When it comes to postal issues, I’ve never been a fan of United Parcel Service. During rate case proceedings it does all it can to increase postage rates for parcels. This raises product shipment rates for some of its best customers. It’s certainly true that UPS was a strong lobbying force against the postal reform legislation recently defeated in the House Government Reform Committee.
But the reason the bill failed to get out of committee, in my opinion, was a lack of mailing industry support, and justifiably so. It would have done little to solve the serious problems facing the U.S. Postal Service.
David Walker, comptroller general of the General Accounting Office, has testified in Congress that the postal service’s business model is broken. In its most basic form, the model said that rising labor costs would be balanced by rising mail volume. It now appears that Sept. 11, the anthrax scare, a weakening economy and, most ominous, an increasing movement to e-commerce have caused mail volume to fall.
The postal service is encountering the worst of all worlds: unit labor costs rising at a rate greater than inflation, mail volume in decline, modest – at best – increases in productivity and looming large increases in retiree payments for pension and health benefits.
The volume declines are of great concern. For the first three quarters of FY 2002 compared with FY 2001, Priority Mail is down 12.7 percent, Standard Mail is down 6 percent, Periodicals 4.1 percent, Package Services 3.3 percent and First-Class volume 1.7 percent.
It’s particularly bad that Standard Mail and Priority Mail – two categories most sensitive to price, competition and the economy – are down the most. Standard Mail has served as the engine that has driven postal growth in the other mail categories. Its decline is a very bad omen.
On the labor front, the USPS seems to be achieving modest control over staffing. Compared with last year, career employees have been reduced by 20,400, or 2.6 percent. But recent labor settlements have moved many of the craft employees into a higher wage band structure. This has caused unit labor costs to increase at a rate greater than inflation.
This combination of declining mail volume, rising labor costs and looming large retiree payments makes it appear the USPS will face annual costs increasing at a rate greater than inflation. And unless Congress acts, the postal service soon will reach its borrowing limit. Therefore, even that unsavory option as a short-term solution is probably off the table.
Given the obvious problems, what was in the bill that failed to get out of committee? The major components were:
o The postal service will be limited to offering “postal services.”
o The newly designated Postal Regulatory Commission would be required to design a new system of rate regulation for market-dominant products and competitive products within 24 months. Note: Market-dominant products account for about 85 percent of postal revenue.

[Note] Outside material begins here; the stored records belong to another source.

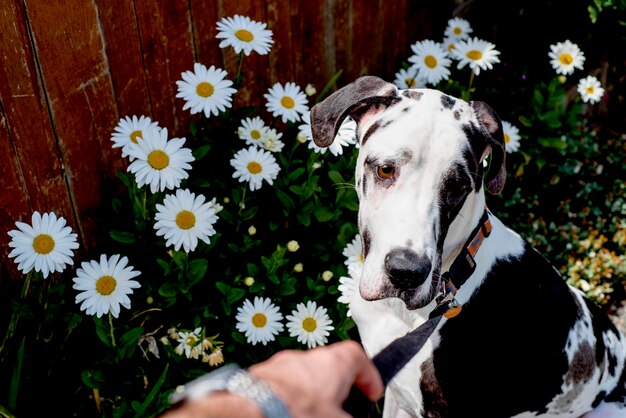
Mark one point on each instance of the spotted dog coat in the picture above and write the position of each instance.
(525, 343)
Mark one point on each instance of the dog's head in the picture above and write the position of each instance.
(419, 179)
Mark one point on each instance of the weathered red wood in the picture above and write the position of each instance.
(167, 47)
(123, 50)
(255, 67)
(31, 173)
(94, 62)
(76, 77)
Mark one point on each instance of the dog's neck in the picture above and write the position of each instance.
(467, 219)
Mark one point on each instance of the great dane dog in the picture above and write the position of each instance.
(524, 344)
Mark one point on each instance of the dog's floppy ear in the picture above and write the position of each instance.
(492, 127)
(354, 100)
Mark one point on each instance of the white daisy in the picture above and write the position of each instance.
(184, 218)
(409, 78)
(354, 252)
(476, 53)
(272, 142)
(288, 102)
(566, 57)
(158, 162)
(129, 129)
(449, 44)
(349, 285)
(105, 285)
(458, 29)
(432, 61)
(45, 246)
(590, 89)
(310, 324)
(259, 321)
(255, 165)
(205, 90)
(216, 206)
(511, 136)
(190, 343)
(244, 34)
(252, 130)
(346, 135)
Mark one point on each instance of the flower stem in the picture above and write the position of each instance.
(111, 325)
(239, 77)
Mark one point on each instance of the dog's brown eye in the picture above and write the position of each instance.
(385, 171)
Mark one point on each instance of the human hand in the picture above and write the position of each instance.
(315, 383)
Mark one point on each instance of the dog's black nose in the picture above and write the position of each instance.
(406, 269)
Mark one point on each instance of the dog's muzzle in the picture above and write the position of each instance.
(406, 269)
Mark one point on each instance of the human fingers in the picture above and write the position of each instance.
(362, 372)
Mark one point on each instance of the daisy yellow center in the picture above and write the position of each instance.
(185, 219)
(134, 135)
(205, 89)
(566, 59)
(43, 244)
(309, 324)
(158, 159)
(430, 61)
(191, 341)
(106, 285)
(259, 320)
(287, 102)
(474, 55)
(244, 35)
(254, 167)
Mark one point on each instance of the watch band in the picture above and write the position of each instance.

o Whatever system the PRC develops must not raise the average rate increase for any market-dominant postal subclass by more than the annual increase in CPI unless the commission determines that the increase is “… reasonable, and equitable and necessary …”
o Lets the USPS establish rates for competitive products after the PRC develops regulations for the competitive products.
o Permits market tests of two to three years in duration and $10 million to $50 million in annual revenue.
o Requires that at least four of the nine members of the Board of Governors have had management positions with public or private organizations employing at least 50,000 and one be a representative of the postal service’s craft unions.
o Provides for non-USPS carriage of mail by a private carrier when the amount paid is at least six times the basic First-Class letter rate.
o Authorizes the USPS to establish a bonus program, with PRC approval, that allows total employee compensation to exceed federal salary cap guidelines.
o Leaves untouched the current collective bargaining process.
o Establishes a National Commission on the Future of the Postal Service. It would recommend ways to improve the “efficiency and long-term viability” of the USPS. The commission would report its findings within 30 months of the bill’s enactment.
The bill appears well-crafted and would suit a postal service well, if the postal service were not in crisis. Recall Walker’s remarks: the postal service’s business model is broken. It appears that to the authors of the bill, the major problem facing the USPS is the long, laborious and contentious process the service has to go through to raise rates.
The bill’s solution was to let the USPS raise rates with a minimal regulatory process, as long as the increase is less than CPI. Furthermore, it would establish a postal study commission and give it 2 1/2 years to report its findings. It seems the authors of the legislation do not think anything is broken.
It also seems clear that based on declining mail volumes and rising unit labor costs, postal rates will be increasing at a rate greater than inflation.
No one can speak for the mailing industry, but it is my impression that many, if not a majority, would agree with Walker that the business model is broken. Though the USPS is having some success in reducing its labor complement, much more is needed.
Real reform will require changes in the postal service’s cost structure, not just a simplified rate increase process. The mailing industry needs to strongly voice its specific vision for a postal service of the future. UPS is not the problem, but to date it’s one of the few voices being heard.